The Artist © Kim Tschoon Su

Painter Kim Tschoon Su (39), a promising young artist, has recently been appointed professor in the Department of Western Painting at Seoul National University, succeeding Professor Kim Tae, who retired at the mandatory age. He began teaching this September semester.

“Standing at the lectern may reduce my studio time somewhat, but what matters is not the amount of time, rather how intensely one concentrates. So I don’t see it as a major problem.”

After finishing his first lecture on the 5th as a full-time faculty member, Kim responded to concerns that academic duties might constrain his artistic practice. Smiling, he added, “Engaging in dialogue with young students can actually refresh one’s sensibility.”

Given the realities of the Korean art world, where sustaining oneself solely as a full-time artist is difficult, a professorship provides a stable foundation that enables continued creative activity. In this regard, expectations for Kim’s future work are all the greater.

Kim has drawn attention for producing mysterious blue-toned canvases through finger painting, using his hands directly to apply pigment.

Following his participation as Korea’s representative artist in the 23rd São Paulo Biennale (October 5–December 8), he is also scheduled to hold a solo exhibition at Gallery Seomi in Cheongdam-dong, Gangnam, from October 17 to November 2—an auspicious overlap of events.

This year’s theme of the São Paulo Biennale, now firmly established as a major biennial of the so-called Third World, is “The Dematerialization of Art.” Sixty artists—one from each of sixty countries—will participate.

The International Division of the Korean Fine Arts Association, having been asked by the São Paulo Biennale Organizing Committee to recommend an artist, selected Kim on the grounds that his work most closely aligns with the biennale’s theme.

“Perhaps it can be seen as a reflection on the way contemporary art today rushes toward installation and advanced media merely as methodology. Dematerialization, in other words, may be interpreted as a recovery of spirituality.”

The nine works he has already shipped by sea for the exhibition are large-scale paintings (approximately 200-ho in size) from his ongoing ‘Strange Tongue’ series, numbered 9651–9659. The numbers indicate the year of production and the individual work number.

The phrase “Strange Tongue,” which has become a key title in his recent practice, refers to the arbitrariness and limitations of language (form) in painting. It signals a problematization of the linguistic and descriptive mode of utterance within the pictorial field.

“I want to show that what cannot be contained in words must remain in silence—that beyond the limits of language, something certainly exists.

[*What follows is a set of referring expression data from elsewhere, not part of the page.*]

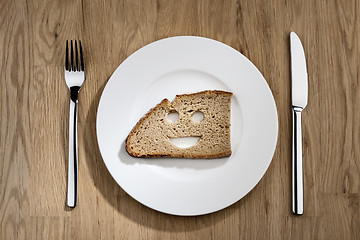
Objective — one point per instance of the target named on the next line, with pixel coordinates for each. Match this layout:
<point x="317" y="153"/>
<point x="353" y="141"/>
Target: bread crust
<point x="166" y="103"/>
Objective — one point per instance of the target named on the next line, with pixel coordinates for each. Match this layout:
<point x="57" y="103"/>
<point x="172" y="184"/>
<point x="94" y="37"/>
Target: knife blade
<point x="299" y="93"/>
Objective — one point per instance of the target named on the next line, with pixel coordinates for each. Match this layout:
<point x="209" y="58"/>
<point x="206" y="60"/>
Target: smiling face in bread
<point x="203" y="116"/>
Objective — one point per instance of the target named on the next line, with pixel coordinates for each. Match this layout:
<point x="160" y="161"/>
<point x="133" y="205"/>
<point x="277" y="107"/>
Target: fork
<point x="74" y="77"/>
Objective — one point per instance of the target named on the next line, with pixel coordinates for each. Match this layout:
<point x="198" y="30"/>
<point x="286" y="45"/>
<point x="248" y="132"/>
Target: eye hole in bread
<point x="172" y="116"/>
<point x="184" y="142"/>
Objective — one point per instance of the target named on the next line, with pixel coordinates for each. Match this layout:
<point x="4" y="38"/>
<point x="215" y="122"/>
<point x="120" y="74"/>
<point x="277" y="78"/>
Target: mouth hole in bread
<point x="172" y="116"/>
<point x="185" y="142"/>
<point x="197" y="116"/>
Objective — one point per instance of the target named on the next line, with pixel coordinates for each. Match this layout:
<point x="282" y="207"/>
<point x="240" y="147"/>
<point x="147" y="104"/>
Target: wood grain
<point x="34" y="114"/>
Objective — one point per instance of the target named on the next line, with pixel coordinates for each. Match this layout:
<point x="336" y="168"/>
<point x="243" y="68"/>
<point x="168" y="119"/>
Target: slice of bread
<point x="151" y="135"/>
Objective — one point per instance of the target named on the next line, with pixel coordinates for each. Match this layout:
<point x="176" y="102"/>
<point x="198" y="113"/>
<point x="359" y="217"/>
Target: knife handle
<point x="297" y="168"/>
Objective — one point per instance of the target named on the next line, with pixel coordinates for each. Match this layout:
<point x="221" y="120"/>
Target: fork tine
<point x="72" y="67"/>
<point x="76" y="57"/>
<point x="67" y="56"/>
<point x="81" y="58"/>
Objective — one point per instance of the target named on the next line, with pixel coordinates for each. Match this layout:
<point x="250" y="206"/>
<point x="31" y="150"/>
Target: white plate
<point x="180" y="65"/>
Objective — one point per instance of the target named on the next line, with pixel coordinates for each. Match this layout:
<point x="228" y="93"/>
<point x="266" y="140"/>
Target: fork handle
<point x="73" y="150"/>
<point x="297" y="164"/>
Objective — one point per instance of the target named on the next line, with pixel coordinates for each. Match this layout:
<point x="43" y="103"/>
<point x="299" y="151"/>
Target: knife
<point x="299" y="92"/>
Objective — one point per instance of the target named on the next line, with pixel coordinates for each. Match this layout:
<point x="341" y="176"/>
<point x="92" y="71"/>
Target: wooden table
<point x="34" y="117"/>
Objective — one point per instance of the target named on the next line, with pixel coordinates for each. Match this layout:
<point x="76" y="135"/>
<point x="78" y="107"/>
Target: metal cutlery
<point x="299" y="86"/>
<point x="74" y="77"/>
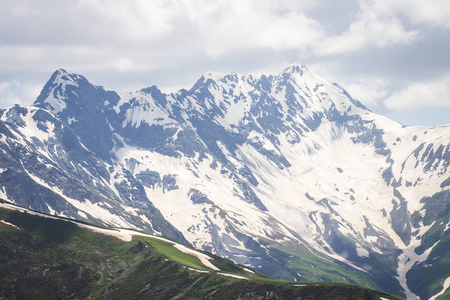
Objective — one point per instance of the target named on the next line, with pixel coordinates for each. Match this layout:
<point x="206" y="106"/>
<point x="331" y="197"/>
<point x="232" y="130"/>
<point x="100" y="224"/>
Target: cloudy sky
<point x="394" y="56"/>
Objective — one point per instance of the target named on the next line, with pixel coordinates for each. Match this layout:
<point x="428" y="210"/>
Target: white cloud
<point x="432" y="12"/>
<point x="370" y="29"/>
<point x="370" y="91"/>
<point x="421" y="95"/>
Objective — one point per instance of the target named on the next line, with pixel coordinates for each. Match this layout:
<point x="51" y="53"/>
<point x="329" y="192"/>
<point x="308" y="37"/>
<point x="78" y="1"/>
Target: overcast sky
<point x="392" y="55"/>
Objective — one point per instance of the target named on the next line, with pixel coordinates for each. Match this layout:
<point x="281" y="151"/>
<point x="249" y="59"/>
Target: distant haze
<point x="393" y="56"/>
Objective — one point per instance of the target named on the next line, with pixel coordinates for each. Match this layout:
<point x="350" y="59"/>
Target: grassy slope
<point x="55" y="259"/>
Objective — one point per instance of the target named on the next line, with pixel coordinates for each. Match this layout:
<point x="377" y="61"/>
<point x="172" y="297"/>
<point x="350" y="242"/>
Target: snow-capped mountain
<point x="286" y="173"/>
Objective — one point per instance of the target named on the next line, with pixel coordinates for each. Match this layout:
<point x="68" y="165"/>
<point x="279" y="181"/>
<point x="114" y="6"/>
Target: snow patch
<point x="444" y="289"/>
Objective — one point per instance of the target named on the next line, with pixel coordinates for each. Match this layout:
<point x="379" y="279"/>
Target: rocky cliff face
<point x="285" y="173"/>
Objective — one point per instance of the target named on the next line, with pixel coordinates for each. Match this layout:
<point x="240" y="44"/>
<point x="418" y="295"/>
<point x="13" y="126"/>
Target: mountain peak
<point x="295" y="68"/>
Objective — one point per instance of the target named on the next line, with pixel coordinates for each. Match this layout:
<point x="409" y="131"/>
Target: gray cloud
<point x="379" y="49"/>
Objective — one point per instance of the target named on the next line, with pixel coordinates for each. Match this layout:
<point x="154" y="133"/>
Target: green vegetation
<point x="43" y="258"/>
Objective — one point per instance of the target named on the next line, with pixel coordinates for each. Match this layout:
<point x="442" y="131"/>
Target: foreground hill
<point x="44" y="257"/>
<point x="286" y="174"/>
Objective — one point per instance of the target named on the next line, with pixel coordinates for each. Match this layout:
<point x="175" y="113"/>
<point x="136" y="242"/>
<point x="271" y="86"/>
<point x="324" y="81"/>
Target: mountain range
<point x="286" y="174"/>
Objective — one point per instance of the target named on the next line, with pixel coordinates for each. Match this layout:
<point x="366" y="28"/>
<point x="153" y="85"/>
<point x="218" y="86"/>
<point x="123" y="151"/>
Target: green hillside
<point x="45" y="258"/>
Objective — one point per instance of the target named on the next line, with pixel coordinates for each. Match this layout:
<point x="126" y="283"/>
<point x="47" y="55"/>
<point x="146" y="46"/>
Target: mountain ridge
<point x="242" y="166"/>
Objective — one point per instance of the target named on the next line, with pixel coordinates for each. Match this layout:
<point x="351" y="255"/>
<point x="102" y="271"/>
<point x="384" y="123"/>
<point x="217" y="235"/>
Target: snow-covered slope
<point x="284" y="173"/>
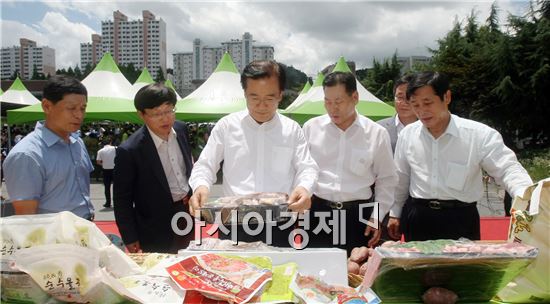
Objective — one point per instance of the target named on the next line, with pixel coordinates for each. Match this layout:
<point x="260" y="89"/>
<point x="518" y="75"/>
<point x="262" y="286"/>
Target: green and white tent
<point x="143" y="80"/>
<point x="18" y="95"/>
<point x="313" y="106"/>
<point x="218" y="96"/>
<point x="109" y="97"/>
<point x="298" y="101"/>
<point x="170" y="84"/>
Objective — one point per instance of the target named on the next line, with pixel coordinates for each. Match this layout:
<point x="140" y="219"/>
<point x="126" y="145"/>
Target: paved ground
<point x="490" y="205"/>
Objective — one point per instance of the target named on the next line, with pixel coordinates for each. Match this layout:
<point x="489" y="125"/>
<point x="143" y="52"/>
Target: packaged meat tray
<point x="247" y="208"/>
<point x="473" y="271"/>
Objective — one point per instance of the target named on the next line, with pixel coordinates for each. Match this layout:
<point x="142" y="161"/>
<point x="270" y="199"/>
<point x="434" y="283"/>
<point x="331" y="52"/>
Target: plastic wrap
<point x="266" y="206"/>
<point x="475" y="271"/>
<point x="28" y="231"/>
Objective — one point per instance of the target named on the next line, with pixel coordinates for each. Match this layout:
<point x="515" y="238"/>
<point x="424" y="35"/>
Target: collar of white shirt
<point x="157" y="140"/>
<point x="266" y="125"/>
<point x="452" y="128"/>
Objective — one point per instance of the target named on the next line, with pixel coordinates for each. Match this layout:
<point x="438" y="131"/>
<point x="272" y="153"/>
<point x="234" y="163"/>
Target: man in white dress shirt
<point x="106" y="159"/>
<point x="439" y="161"/>
<point x="261" y="150"/>
<point x="353" y="153"/>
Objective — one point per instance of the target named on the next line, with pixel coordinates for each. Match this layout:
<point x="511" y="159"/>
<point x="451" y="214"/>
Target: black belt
<point x="184" y="200"/>
<point x="341" y="205"/>
<point x="441" y="204"/>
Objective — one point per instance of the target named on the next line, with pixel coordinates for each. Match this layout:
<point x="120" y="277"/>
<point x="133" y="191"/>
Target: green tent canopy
<point x="300" y="98"/>
<point x="313" y="105"/>
<point x="218" y="96"/>
<point x="143" y="80"/>
<point x="109" y="97"/>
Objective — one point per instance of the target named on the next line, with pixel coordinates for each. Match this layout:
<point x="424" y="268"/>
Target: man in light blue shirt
<point x="49" y="170"/>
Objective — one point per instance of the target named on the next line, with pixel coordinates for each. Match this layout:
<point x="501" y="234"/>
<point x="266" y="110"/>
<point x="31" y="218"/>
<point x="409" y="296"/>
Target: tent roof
<point x="226" y="65"/>
<point x="313" y="104"/>
<point x="298" y="101"/>
<point x="143" y="80"/>
<point x="341" y="66"/>
<point x="170" y="84"/>
<point x="109" y="97"/>
<point x="107" y="64"/>
<point x="98" y="108"/>
<point x="218" y="96"/>
<point x="18" y="94"/>
<point x="144" y="77"/>
<point x="106" y="80"/>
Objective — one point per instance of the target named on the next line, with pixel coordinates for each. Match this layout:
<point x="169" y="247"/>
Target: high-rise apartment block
<point x="140" y="42"/>
<point x="190" y="67"/>
<point x="25" y="57"/>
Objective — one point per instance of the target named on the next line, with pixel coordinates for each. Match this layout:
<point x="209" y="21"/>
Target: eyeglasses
<point x="160" y="115"/>
<point x="400" y="98"/>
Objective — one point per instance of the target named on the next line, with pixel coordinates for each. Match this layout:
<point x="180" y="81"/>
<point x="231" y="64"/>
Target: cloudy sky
<point x="308" y="35"/>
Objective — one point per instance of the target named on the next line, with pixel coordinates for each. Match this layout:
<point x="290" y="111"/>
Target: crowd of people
<point x="417" y="174"/>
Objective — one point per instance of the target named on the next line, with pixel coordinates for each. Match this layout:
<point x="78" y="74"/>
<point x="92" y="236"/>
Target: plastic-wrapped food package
<point x="27" y="231"/>
<point x="70" y="273"/>
<point x="227" y="210"/>
<point x="312" y="290"/>
<point x="220" y="277"/>
<point x="24" y="231"/>
<point x="229" y="245"/>
<point x="474" y="271"/>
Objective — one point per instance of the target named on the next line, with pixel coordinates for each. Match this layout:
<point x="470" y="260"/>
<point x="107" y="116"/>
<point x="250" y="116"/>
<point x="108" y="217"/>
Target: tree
<point x="35" y="74"/>
<point x="501" y="77"/>
<point x="130" y="72"/>
<point x="78" y="73"/>
<point x="380" y="78"/>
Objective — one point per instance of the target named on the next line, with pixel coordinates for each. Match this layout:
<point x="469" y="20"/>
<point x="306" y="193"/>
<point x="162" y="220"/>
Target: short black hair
<point x="345" y="78"/>
<point x="60" y="85"/>
<point x="259" y="69"/>
<point x="438" y="81"/>
<point x="154" y="95"/>
<point x="405" y="79"/>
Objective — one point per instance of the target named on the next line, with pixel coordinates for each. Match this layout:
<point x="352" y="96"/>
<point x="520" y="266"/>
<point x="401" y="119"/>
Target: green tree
<point x="130" y="72"/>
<point x="501" y="77"/>
<point x="78" y="73"/>
<point x="35" y="74"/>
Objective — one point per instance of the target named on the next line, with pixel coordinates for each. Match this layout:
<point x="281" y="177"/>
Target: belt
<point x="340" y="205"/>
<point x="441" y="204"/>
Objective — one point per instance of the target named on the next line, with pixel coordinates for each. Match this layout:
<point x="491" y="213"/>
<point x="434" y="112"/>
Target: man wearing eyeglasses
<point x="404" y="115"/>
<point x="48" y="171"/>
<point x="262" y="150"/>
<point x="152" y="168"/>
<point x="395" y="124"/>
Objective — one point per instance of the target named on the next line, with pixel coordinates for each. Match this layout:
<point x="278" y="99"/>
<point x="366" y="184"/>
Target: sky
<point x="308" y="35"/>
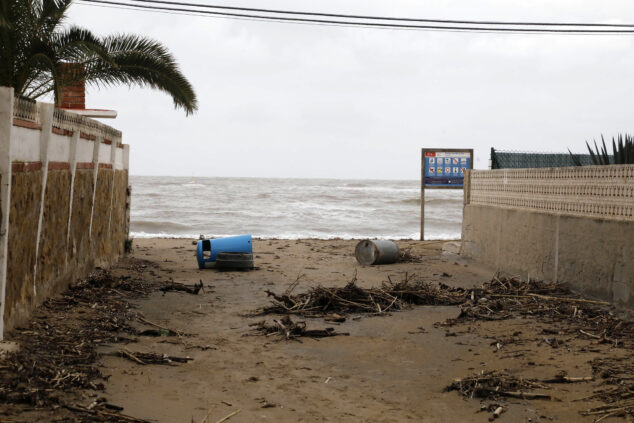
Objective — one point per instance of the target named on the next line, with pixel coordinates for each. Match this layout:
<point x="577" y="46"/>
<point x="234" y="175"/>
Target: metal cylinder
<point x="376" y="252"/>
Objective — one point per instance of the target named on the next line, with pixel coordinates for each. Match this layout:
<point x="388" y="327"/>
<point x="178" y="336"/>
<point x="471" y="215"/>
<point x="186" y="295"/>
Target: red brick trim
<point x="64" y="132"/>
<point x="17" y="167"/>
<point x="58" y="166"/>
<point x="87" y="136"/>
<point x="26" y="124"/>
<point x="85" y="165"/>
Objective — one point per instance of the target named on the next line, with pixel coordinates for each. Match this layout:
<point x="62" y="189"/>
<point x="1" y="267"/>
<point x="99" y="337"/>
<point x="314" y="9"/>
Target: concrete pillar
<point x="6" y="127"/>
<point x="126" y="167"/>
<point x="95" y="162"/>
<point x="46" y="119"/>
<point x="72" y="160"/>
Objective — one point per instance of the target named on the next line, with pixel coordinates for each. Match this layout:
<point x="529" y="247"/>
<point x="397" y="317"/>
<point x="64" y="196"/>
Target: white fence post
<point x="46" y="118"/>
<point x="6" y="126"/>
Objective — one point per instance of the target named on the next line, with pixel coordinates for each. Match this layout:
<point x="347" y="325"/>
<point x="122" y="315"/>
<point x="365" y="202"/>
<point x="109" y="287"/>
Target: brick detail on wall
<point x="18" y="167"/>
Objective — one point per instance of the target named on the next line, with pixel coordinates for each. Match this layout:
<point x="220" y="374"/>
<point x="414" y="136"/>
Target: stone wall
<point x="79" y="237"/>
<point x="63" y="196"/>
<point x="573" y="225"/>
<point x="26" y="189"/>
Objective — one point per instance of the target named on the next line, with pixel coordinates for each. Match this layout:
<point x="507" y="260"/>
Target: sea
<point x="184" y="207"/>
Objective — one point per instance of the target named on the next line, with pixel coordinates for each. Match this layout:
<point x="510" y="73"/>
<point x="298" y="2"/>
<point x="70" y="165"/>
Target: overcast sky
<point x="283" y="100"/>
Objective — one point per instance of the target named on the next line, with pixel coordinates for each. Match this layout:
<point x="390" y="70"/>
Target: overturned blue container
<point x="208" y="249"/>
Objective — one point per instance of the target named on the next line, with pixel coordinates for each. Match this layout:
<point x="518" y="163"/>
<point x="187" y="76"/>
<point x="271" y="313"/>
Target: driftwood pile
<point x="288" y="329"/>
<point x="503" y="298"/>
<point x="57" y="355"/>
<point x="322" y="301"/>
<point x="618" y="395"/>
<point x="494" y="385"/>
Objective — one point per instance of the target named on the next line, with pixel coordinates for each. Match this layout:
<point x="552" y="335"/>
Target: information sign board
<point x="445" y="168"/>
<point x="442" y="168"/>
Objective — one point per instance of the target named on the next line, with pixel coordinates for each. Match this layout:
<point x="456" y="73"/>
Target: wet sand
<point x="390" y="369"/>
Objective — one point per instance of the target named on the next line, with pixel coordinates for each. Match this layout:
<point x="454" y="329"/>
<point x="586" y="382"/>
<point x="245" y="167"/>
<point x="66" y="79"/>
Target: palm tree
<point x="622" y="151"/>
<point x="35" y="50"/>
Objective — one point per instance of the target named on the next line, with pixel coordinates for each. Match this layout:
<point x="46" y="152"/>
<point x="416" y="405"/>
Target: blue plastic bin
<point x="232" y="244"/>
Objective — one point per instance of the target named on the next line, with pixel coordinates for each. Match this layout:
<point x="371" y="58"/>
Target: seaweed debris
<point x="493" y="385"/>
<point x="351" y="298"/>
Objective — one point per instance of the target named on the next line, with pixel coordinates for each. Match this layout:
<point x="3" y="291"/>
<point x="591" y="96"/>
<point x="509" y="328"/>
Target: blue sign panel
<point x="446" y="168"/>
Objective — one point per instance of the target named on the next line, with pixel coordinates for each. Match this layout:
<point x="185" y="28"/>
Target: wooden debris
<point x="152" y="358"/>
<point x="292" y="330"/>
<point x="323" y="301"/>
<point x="493" y="385"/>
<point x="172" y="286"/>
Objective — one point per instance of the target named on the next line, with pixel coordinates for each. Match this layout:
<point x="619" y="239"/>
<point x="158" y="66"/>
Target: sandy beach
<point x="391" y="368"/>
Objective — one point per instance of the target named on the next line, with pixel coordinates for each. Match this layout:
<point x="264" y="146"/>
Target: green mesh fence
<point x="523" y="160"/>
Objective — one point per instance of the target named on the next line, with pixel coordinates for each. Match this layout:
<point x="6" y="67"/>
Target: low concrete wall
<point x="575" y="227"/>
<point x="63" y="199"/>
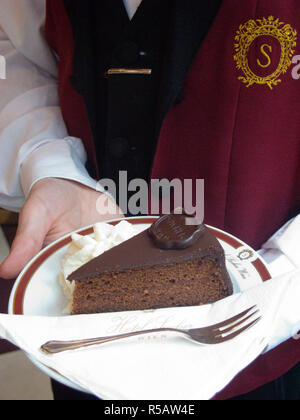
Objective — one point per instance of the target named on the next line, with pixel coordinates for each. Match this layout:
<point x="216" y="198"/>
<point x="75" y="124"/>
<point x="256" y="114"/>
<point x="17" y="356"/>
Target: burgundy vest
<point x="238" y="127"/>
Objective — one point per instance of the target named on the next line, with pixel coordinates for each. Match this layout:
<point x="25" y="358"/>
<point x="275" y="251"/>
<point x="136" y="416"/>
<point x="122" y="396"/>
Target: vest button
<point x="128" y="53"/>
<point x="118" y="147"/>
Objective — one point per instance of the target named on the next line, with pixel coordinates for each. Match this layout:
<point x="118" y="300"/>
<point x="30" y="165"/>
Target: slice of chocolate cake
<point x="171" y="264"/>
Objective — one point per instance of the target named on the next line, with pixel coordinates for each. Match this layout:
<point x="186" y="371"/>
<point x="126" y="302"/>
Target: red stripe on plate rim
<point x="24" y="281"/>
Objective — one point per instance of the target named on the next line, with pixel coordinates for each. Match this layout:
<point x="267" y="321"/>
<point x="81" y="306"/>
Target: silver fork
<point x="214" y="334"/>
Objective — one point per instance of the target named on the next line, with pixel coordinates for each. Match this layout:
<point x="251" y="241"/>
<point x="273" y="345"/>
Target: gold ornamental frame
<point x="248" y="33"/>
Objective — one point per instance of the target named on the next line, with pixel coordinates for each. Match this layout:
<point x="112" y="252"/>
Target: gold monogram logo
<point x="264" y="35"/>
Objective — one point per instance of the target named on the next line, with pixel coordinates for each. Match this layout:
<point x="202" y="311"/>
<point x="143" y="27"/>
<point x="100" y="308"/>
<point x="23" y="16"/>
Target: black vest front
<point x="122" y="107"/>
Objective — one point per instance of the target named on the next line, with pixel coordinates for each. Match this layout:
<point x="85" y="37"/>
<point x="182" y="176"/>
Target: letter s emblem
<point x="296" y="69"/>
<point x="262" y="49"/>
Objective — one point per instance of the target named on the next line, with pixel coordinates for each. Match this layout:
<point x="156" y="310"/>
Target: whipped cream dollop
<point x="85" y="248"/>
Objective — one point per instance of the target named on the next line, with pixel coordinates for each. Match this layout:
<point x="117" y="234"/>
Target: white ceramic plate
<point x="37" y="290"/>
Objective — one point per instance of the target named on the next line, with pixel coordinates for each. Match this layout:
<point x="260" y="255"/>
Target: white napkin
<point x="162" y="366"/>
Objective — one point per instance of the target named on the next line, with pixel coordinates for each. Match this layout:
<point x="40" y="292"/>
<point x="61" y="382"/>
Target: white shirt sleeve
<point x="34" y="143"/>
<point x="282" y="250"/>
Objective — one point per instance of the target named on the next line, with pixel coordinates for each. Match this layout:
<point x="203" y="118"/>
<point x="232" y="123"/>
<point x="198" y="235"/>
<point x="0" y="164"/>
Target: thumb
<point x="27" y="243"/>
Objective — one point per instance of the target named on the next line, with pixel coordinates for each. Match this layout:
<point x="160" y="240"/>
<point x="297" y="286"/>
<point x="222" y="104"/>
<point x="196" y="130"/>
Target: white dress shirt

And I wish to reveal the paradoxical will to express that ‘something’ in whatever form possible.”

His works, filled edge to edge with rough or delicate lines produced through the repeated act of applying blue acrylic paint and covering it with white, evoke the yin-yang philosophy of East Asia through the opposing gestures of painting and erasing.

As the production process itself suggests, the element of improvisation is so strong that even the artist cannot predict how the work will ultimately be completed.

At a time when the opening of the domestic art market next year has made the cultivation of young artists an urgent task, Kim—regarded as a solid and promising talent—graduated from Seoul National University’s College of Fine Arts and its graduate program before pursuing further study at the graduate school of fine arts at California State University in the United States.

He has held ten solo exhibitions at venues including Total Museum of Contemporary Art, Gallery Nine, Gallery Migun, Suh Gallery, and the Fine Art Gallery in Los Angeles. In 1993, he received the Total Art Award.